However, from the investor's point of view, balloon repayments are better. This is because they do not receive principal payments till the end of the tenure. Hence, they do not have to find reinvestment avenues for cash flows, which they receive on a periodic basis.
Lump-sum vs. Development Linked Drawdown

Just like repayment, the timing of cash inflow can also be periodic or lump sum. Ideally, companies would prefer a development linked drawdown of cash. This way, they will only receive cash when they need it. Also, they will not have to pay interest on the excess cash. The problem is that investors do not find it convenient to disburse small amounts of cash each time.

Hence, infrastructure companies are forced to take in cash in one go, and they invest the same in low-risk treasury assets. However, in most cases, the interest that they earn from these low-risk assets is less than the interest they pay. Therefore, there is a negative interest carry which costs the company significant sums of money in the long run.

Some infrastructure companies are willing to offer higher interest rates if their investors are willing to pay them the principal amount in a phased manner.
Historical Cost vs. Mark to Market

Lastly, companies also have to decide about how they will reflect the value of the outstanding debt on their balance sheet. If the bonds are traded in the open market, then they will have to be marked to market since there will be a market price available. However, if the bonds are not traded in the market, they may have to be marked to the historical cost! This decision may seem arbitrary, but the net worth of the entire company fluctuates with the fluctuation in the value of the outstanding debt.

Parties Involved in Infrastructure Debt Issuance

Bonds are commonly issued during infrastructure projects. The company holding the equity stake is generally the one issuing the bonds. This means that the company owning equity is the one actually borrowing money from the bondholders and, therefore, the one owing the money back.

Even though the responsibility of repaying the loan lies with the infrastructure company, it is not the only one involved in the issuance as well as servicing of debt. Infrastructure companies require a full team of specialists to help them in the various tasks required to issue and manage debt instruments.

The different parties which are involved in the process, as well as the role which is played by each party, have been explained in detail in this article.

Lead Arranger: Infrastructure companies usually hire investment banks to play the role of the lead arranger. The role involves taking the lead and being responsible for the underwriting and distribution of the entire debt issue.
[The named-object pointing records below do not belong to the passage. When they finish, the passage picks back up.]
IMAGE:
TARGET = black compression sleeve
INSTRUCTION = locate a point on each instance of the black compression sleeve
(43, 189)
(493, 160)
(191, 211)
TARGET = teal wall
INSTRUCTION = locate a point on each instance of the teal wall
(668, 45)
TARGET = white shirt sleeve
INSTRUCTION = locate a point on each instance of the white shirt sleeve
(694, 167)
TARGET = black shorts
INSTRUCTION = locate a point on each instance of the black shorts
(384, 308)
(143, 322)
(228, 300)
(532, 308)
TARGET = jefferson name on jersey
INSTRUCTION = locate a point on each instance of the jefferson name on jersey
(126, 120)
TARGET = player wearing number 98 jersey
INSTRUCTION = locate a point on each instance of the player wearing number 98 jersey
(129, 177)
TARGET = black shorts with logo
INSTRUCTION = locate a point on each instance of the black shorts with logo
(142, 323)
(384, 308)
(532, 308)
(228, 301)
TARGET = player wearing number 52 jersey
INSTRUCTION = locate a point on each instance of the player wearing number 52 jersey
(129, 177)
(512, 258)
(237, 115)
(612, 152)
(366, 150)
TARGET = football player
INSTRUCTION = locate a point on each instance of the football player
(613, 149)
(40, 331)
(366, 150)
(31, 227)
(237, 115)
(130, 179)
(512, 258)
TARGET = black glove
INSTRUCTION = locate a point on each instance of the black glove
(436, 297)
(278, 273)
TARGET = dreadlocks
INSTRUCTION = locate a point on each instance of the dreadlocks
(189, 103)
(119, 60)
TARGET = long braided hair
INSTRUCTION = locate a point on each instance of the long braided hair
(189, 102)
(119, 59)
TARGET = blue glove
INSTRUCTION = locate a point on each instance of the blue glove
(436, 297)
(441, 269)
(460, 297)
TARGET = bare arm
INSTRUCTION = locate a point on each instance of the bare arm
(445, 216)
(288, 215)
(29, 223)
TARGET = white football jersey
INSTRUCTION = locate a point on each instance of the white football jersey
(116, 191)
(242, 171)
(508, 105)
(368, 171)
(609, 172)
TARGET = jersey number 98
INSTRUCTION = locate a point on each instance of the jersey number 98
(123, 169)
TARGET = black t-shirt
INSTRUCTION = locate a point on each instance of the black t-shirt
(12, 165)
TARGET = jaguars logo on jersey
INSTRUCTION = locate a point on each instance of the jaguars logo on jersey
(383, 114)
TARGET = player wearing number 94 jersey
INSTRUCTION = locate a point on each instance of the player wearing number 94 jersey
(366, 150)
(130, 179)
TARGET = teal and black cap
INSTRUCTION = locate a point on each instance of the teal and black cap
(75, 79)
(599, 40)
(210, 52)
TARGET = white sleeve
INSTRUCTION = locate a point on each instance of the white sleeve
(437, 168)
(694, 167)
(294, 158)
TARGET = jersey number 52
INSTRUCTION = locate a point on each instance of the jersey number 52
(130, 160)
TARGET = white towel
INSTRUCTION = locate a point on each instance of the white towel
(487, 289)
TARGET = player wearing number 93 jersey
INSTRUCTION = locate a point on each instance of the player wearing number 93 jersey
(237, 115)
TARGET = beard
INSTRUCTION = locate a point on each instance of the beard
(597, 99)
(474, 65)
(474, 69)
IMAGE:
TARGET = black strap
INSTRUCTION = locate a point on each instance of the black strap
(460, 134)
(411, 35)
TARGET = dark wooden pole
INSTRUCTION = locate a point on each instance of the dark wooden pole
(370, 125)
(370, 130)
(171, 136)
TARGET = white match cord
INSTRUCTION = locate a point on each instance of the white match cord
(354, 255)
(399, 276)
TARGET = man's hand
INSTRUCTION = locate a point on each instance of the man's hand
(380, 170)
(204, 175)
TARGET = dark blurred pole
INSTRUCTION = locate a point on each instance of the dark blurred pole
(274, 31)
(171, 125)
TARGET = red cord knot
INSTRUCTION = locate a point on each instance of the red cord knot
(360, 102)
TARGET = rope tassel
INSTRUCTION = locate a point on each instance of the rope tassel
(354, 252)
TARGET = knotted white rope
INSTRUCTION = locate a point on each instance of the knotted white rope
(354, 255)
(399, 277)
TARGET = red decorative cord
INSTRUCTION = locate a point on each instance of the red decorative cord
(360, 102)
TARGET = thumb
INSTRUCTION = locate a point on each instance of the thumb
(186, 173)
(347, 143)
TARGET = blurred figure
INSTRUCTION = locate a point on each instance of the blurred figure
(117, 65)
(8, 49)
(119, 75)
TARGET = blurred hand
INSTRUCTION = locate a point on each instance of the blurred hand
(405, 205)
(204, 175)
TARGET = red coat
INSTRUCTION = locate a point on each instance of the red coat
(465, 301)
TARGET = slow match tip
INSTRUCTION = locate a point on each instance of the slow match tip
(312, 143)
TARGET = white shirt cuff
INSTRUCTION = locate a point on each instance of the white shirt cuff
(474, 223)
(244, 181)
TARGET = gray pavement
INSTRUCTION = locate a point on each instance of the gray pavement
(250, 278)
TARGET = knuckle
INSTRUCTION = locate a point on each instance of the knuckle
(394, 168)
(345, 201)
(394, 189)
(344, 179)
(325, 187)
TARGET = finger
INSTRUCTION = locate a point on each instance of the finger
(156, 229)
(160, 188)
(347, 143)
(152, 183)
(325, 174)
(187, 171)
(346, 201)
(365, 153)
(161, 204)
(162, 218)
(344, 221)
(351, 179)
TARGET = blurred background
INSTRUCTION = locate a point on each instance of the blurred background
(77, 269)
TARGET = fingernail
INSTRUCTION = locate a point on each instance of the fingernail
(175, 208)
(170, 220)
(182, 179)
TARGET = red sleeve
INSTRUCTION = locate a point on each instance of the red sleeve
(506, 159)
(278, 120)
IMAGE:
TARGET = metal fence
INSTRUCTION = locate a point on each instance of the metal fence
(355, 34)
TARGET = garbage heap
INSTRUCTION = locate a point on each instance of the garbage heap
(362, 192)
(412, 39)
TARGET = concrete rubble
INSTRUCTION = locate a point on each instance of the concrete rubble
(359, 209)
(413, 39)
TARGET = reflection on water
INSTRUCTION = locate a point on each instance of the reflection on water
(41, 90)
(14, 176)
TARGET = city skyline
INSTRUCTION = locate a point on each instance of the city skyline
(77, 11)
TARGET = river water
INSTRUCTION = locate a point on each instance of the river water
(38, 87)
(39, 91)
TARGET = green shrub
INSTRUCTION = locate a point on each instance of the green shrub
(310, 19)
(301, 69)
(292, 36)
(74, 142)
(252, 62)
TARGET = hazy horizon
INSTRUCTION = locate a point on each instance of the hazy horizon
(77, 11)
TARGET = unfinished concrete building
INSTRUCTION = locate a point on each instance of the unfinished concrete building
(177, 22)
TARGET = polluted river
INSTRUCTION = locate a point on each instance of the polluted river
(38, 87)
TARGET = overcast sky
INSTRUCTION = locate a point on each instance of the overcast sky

Lead arrangers may or may not serve as the underwriter for the infrastructure bonds being issued. In case they do serve as underwriters, they are contractually bound to buy the bonds from the issuer. Usually, underwriters first enter into agreements with investors. Once they have these agreements in place, they use the same to enter into an agreement with the infrastructure company. In reality, they are only acting as an intermediary. The only risk that the bear is that they will be left with the bonds in case any of the parties that they signed the agreement with reneges on their promise.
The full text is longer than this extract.